Safety nets or social safety nets: Target the poor or vulnerable and consist of non-contributory transfers, such as in-kind food, cash or vouchers; they can be provided conditionally or unconditionally. They are a sub-set of broader social protection systems. The term was introduced to refer to a temporary measure to catch those who were transiently made vulnerable through structural adjustment and liberalisation (e.g. transfers to households or subsidy programmes). The term ‘(social) safety net’ is now widely used, sometimes with different meanings. There is no commonly agreed definition of this terminology, and actors may use it to refer to protective social transfer projects ensuring a minimum level of income (as per the original definition), or (humanitarian) cash transfer projects, or social transfer schemes developed within a broader social protection system (guaranteeing a long-term institutionalised social protection).

Social transfers: Non-contributory, publicly funded, direct, regular and predictable resource transfers (in cash or in kind) to poor and vulnerable individuals or households, aimed at reducing their deficits in consumption, protecting them from shocks (including economic and climatic shocks), and, in some cases, strengthening their productive capacity.

Unconditional transfers: Provided to beneficiaries without the recipient having to do anything in return to receive the assistance.

Value for Money: Optimal use of resources to achieve the best outcomes for people affected by crisis and disaster.

Value vouchers: Have a denominated cash value and can be exchanged with participating vendors for goods or services of an equivalent monetary cost. Value vouchers tend to provide relatively greater flexibility and choice than commodity vouchers, but are still necessarily restricted as they can only be exchanged with designated vendors.

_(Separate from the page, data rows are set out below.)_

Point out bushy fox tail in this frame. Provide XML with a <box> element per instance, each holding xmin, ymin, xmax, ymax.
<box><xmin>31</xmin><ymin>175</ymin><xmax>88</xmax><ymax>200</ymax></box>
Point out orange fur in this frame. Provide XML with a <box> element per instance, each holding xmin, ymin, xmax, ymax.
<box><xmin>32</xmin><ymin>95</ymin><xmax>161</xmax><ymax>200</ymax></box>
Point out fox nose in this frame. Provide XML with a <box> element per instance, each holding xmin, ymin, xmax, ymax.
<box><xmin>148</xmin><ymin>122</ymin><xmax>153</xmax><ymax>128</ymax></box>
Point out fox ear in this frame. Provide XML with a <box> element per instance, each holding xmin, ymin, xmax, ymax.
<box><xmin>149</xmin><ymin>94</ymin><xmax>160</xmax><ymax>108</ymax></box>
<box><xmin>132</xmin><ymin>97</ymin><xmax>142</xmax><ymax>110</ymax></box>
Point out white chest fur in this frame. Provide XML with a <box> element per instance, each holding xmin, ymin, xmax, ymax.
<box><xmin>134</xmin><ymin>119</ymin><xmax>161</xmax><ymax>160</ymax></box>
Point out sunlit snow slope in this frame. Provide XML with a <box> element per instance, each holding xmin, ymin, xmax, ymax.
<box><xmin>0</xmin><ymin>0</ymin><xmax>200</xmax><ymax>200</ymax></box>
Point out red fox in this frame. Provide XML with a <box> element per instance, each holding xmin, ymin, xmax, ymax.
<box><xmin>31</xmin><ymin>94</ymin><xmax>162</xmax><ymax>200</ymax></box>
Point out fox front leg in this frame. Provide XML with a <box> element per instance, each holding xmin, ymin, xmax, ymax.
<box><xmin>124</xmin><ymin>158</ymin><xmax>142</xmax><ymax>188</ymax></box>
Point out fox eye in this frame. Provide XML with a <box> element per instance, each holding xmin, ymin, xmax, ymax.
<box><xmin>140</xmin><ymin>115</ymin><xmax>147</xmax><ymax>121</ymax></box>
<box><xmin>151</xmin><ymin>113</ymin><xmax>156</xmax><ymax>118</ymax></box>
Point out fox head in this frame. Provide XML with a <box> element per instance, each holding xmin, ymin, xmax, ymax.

Vouchers: Paper, token or e-vouchers that can be exchanged for a set quantity or value of goods, denominated either as a cash value (e.g. USD 15) or predetermined commodities or services (e.g. 5 kilos of maize; milling of 5 kilos of maize), or a combination of value and commodities. They are redeemable with preselected vendors or in ‘fairs’ created by the agency. Vouchers are used to provide access to a range of goods or services, at recognised retail outlets or service centres. Vouchers are by default a restricted form of transfer, although there are wide variations in the degree of restriction/flexibility different voucher-based programmes may provide. The terms vouchers, stamps, or coupons are often used interchangeably.